How I Find Ramen Restaurants With Happy Hour
A good happy hour makes an ordinary ramen run feel like an event — discounted drinks, sometimes a few dollars off appetizers, and a reason to get there before the dinner rush. The map above starts filtered to ramen restaurants with a full bar near you, since a real drink program is the single best predictor of a happy hour menu. Enter your ZIP or tap "Use my location" to find one nearby.
Happy hour specifics (times, prices, what is included) vary restaurant to restaurant and change often, so here is how I confirm the details before I go, plus what to expect once I get there.
Why "Full Bar" is the starting filter
Happy hour is a bar-program feature — a restaurant needs a real liquor license and drink menu to run one, so filtering to spots with a full bar is the most reliable way to surface likely candidates. Izakaya and full-service Japanese restaurants with a bar are the most common ramen spots to run a proper happy hour, often pairing drink specials with a handful of discounted appetizers or small plates.
Izakaya & Japanese pubs
Built around a drink list from the start — the most likely spots to run a real happy hour.

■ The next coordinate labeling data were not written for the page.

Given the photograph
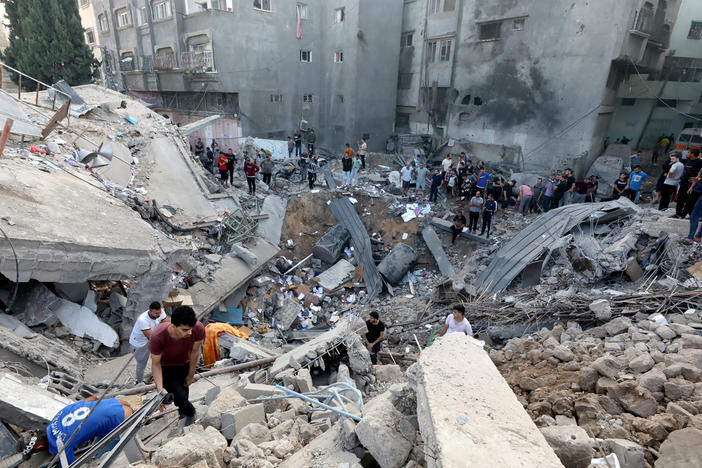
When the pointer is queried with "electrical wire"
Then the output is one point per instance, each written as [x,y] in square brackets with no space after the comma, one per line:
[14,293]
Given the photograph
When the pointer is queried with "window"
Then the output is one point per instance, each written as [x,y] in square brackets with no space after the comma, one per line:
[124,17]
[434,6]
[90,36]
[445,51]
[695,30]
[431,51]
[160,9]
[264,5]
[490,31]
[405,81]
[667,103]
[103,23]
[165,59]
[304,13]
[439,50]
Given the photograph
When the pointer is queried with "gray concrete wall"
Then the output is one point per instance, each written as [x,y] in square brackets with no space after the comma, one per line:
[539,86]
[257,55]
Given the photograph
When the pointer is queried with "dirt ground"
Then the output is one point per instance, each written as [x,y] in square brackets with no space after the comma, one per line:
[309,214]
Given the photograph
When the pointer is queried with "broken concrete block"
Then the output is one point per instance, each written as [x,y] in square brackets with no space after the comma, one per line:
[571,444]
[339,274]
[395,265]
[27,406]
[330,247]
[235,420]
[244,254]
[227,400]
[633,269]
[303,381]
[286,315]
[385,432]
[254,432]
[196,446]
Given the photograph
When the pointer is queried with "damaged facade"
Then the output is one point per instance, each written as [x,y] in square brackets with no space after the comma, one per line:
[245,61]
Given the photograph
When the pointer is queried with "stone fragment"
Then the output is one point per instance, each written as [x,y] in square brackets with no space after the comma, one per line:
[196,446]
[617,326]
[653,380]
[641,363]
[385,432]
[607,366]
[602,309]
[234,420]
[563,354]
[629,454]
[678,389]
[226,400]
[665,332]
[633,398]
[571,444]
[255,432]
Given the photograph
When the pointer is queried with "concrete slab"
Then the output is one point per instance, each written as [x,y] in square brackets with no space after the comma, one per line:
[68,229]
[339,274]
[271,228]
[317,345]
[437,250]
[27,406]
[233,272]
[466,410]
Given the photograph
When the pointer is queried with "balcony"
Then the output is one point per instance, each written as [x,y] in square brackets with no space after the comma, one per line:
[198,61]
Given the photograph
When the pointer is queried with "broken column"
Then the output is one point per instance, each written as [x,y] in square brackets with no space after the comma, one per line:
[395,264]
[467,411]
[331,245]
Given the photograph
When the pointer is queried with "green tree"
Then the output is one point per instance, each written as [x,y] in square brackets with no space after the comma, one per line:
[47,42]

Full-service Japanese restaurants
Larger sit-down spots with a bar often run early-evening specials to fill seats before the dinner rush.
Ramen bars
Counter-style ramen shops with a beer and sake list sometimes run simple happy hour pricing on drinks alone.
Confirming the details before you go
Happy hour windows, prices, and what is included are not something this map tracks directly — they change often and vary a lot restaurant to restaurant. Once you have a shortlist from the "Full Bar" filter, I check the restaurant's website or call ahead to confirm the actual hours and what is discounted before making the trip.
Making the most of it
I treat happy hour as the appetizer round, not the whole meal — a couple of discounted drinks and a small plate or two, then a full bowl of ramen at regular price once the kitchen's dinner menu kicks in (or right alongside it, if the shop runs both at once). Going right when happy hour opens usually means shorter waits and a full drink selection before anything runs out.

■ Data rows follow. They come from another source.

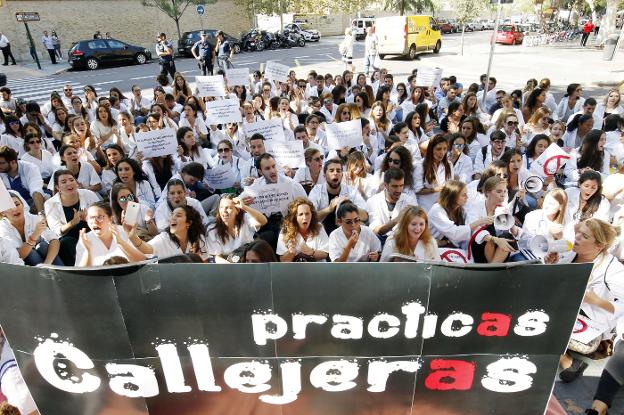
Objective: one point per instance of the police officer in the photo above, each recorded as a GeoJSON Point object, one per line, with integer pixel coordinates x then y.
{"type": "Point", "coordinates": [224, 52]}
{"type": "Point", "coordinates": [164, 50]}
{"type": "Point", "coordinates": [202, 50]}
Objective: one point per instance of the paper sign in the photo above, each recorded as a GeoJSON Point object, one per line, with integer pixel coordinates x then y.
{"type": "Point", "coordinates": [210, 86]}
{"type": "Point", "coordinates": [220, 177]}
{"type": "Point", "coordinates": [288, 153]}
{"type": "Point", "coordinates": [428, 77]}
{"type": "Point", "coordinates": [157, 143]}
{"type": "Point", "coordinates": [344, 134]}
{"type": "Point", "coordinates": [550, 161]}
{"type": "Point", "coordinates": [270, 129]}
{"type": "Point", "coordinates": [6, 200]}
{"type": "Point", "coordinates": [276, 71]}
{"type": "Point", "coordinates": [222, 111]}
{"type": "Point", "coordinates": [270, 198]}
{"type": "Point", "coordinates": [237, 76]}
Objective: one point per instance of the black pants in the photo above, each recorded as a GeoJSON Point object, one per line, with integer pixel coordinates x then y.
{"type": "Point", "coordinates": [167, 67]}
{"type": "Point", "coordinates": [6, 53]}
{"type": "Point", "coordinates": [52, 53]}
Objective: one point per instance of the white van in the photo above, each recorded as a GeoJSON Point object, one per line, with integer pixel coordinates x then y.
{"type": "Point", "coordinates": [359, 26]}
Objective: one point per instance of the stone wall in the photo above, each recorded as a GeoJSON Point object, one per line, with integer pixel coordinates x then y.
{"type": "Point", "coordinates": [127, 20]}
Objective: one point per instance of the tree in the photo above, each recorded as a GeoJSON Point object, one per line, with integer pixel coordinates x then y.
{"type": "Point", "coordinates": [174, 8]}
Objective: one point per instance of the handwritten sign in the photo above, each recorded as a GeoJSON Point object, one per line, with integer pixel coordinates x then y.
{"type": "Point", "coordinates": [220, 177]}
{"type": "Point", "coordinates": [270, 129]}
{"type": "Point", "coordinates": [157, 143]}
{"type": "Point", "coordinates": [344, 134]}
{"type": "Point", "coordinates": [210, 86]}
{"type": "Point", "coordinates": [237, 76]}
{"type": "Point", "coordinates": [222, 111]}
{"type": "Point", "coordinates": [428, 77]}
{"type": "Point", "coordinates": [287, 154]}
{"type": "Point", "coordinates": [276, 71]}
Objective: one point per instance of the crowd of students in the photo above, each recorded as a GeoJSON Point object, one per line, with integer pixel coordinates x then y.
{"type": "Point", "coordinates": [435, 166]}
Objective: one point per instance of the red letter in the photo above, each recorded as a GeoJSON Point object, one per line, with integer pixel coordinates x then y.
{"type": "Point", "coordinates": [450, 375]}
{"type": "Point", "coordinates": [494, 324]}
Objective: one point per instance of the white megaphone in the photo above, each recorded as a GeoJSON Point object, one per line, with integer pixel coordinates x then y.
{"type": "Point", "coordinates": [533, 184]}
{"type": "Point", "coordinates": [540, 246]}
{"type": "Point", "coordinates": [503, 219]}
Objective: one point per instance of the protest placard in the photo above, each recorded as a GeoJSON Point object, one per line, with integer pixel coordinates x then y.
{"type": "Point", "coordinates": [270, 129]}
{"type": "Point", "coordinates": [344, 134]}
{"type": "Point", "coordinates": [210, 86]}
{"type": "Point", "coordinates": [157, 142]}
{"type": "Point", "coordinates": [220, 177]}
{"type": "Point", "coordinates": [223, 111]}
{"type": "Point", "coordinates": [237, 76]}
{"type": "Point", "coordinates": [428, 77]}
{"type": "Point", "coordinates": [276, 71]}
{"type": "Point", "coordinates": [287, 153]}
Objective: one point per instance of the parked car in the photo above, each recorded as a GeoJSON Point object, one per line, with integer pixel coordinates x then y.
{"type": "Point", "coordinates": [188, 39]}
{"type": "Point", "coordinates": [310, 35]}
{"type": "Point", "coordinates": [93, 53]}
{"type": "Point", "coordinates": [510, 34]}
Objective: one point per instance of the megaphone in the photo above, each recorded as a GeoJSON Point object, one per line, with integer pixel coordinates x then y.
{"type": "Point", "coordinates": [503, 219]}
{"type": "Point", "coordinates": [533, 184]}
{"type": "Point", "coordinates": [540, 246]}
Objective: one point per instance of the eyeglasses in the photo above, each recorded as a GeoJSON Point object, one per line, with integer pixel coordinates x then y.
{"type": "Point", "coordinates": [124, 199]}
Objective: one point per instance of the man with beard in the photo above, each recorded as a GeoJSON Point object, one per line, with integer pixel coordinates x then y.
{"type": "Point", "coordinates": [385, 207]}
{"type": "Point", "coordinates": [329, 195]}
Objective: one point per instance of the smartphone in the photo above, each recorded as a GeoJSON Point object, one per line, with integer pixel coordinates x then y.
{"type": "Point", "coordinates": [132, 213]}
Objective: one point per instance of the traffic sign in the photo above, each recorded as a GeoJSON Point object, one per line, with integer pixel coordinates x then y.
{"type": "Point", "coordinates": [27, 16]}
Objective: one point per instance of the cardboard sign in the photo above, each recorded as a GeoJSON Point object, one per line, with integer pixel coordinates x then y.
{"type": "Point", "coordinates": [308, 339]}
{"type": "Point", "coordinates": [210, 86]}
{"type": "Point", "coordinates": [428, 77]}
{"type": "Point", "coordinates": [220, 177]}
{"type": "Point", "coordinates": [276, 71]}
{"type": "Point", "coordinates": [237, 76]}
{"type": "Point", "coordinates": [551, 160]}
{"type": "Point", "coordinates": [344, 134]}
{"type": "Point", "coordinates": [223, 111]}
{"type": "Point", "coordinates": [287, 153]}
{"type": "Point", "coordinates": [270, 129]}
{"type": "Point", "coordinates": [157, 143]}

My tips for ramen happy hour
- •Start with the "Full Bar" filter (already on) — a real drink program is the best predictor of a happy hour menu.
- •Call ahead or check the restaurant's website to confirm exact happy hour times and what is discounted.
- •Go right when happy hour opens for shorter waits and the fullest drink selection.
- •Treat it as the appetizer round — order a full bowl of ramen at regular price once happy hour winds down.
- •Izakaya and full-service Japanese restaurants with a bar are your best bet for a real happy hour menu.
Frequently Asked Questions
Where can I find ramen restaurants with happy hour?+
Use the map above — it starts filtered to ramen spots with a full bar, the strongest signal of a happy hour menu. Enter your ZIP or tap "Use my location" to see the closest ones.
Does this map show exact happy hour times and prices?+
Not directly — happy hour details change often and vary a lot by restaurant. Once you have a shortlist, check the restaurant's website or call ahead to confirm.
What kind of ramen restaurants usually run happy hour?+
Izakaya, Japanese pubs, and full-service Japanese restaurants with a real bar program are the most likely to run one — a ramen counter without a liquor license usually will not.
Is ramen itself usually discounted during happy hour?+
Sometimes, but happy hour specials more often apply to drinks and appetizers or small plates rather than a full bowl of ramen — confirm with the restaurant directly.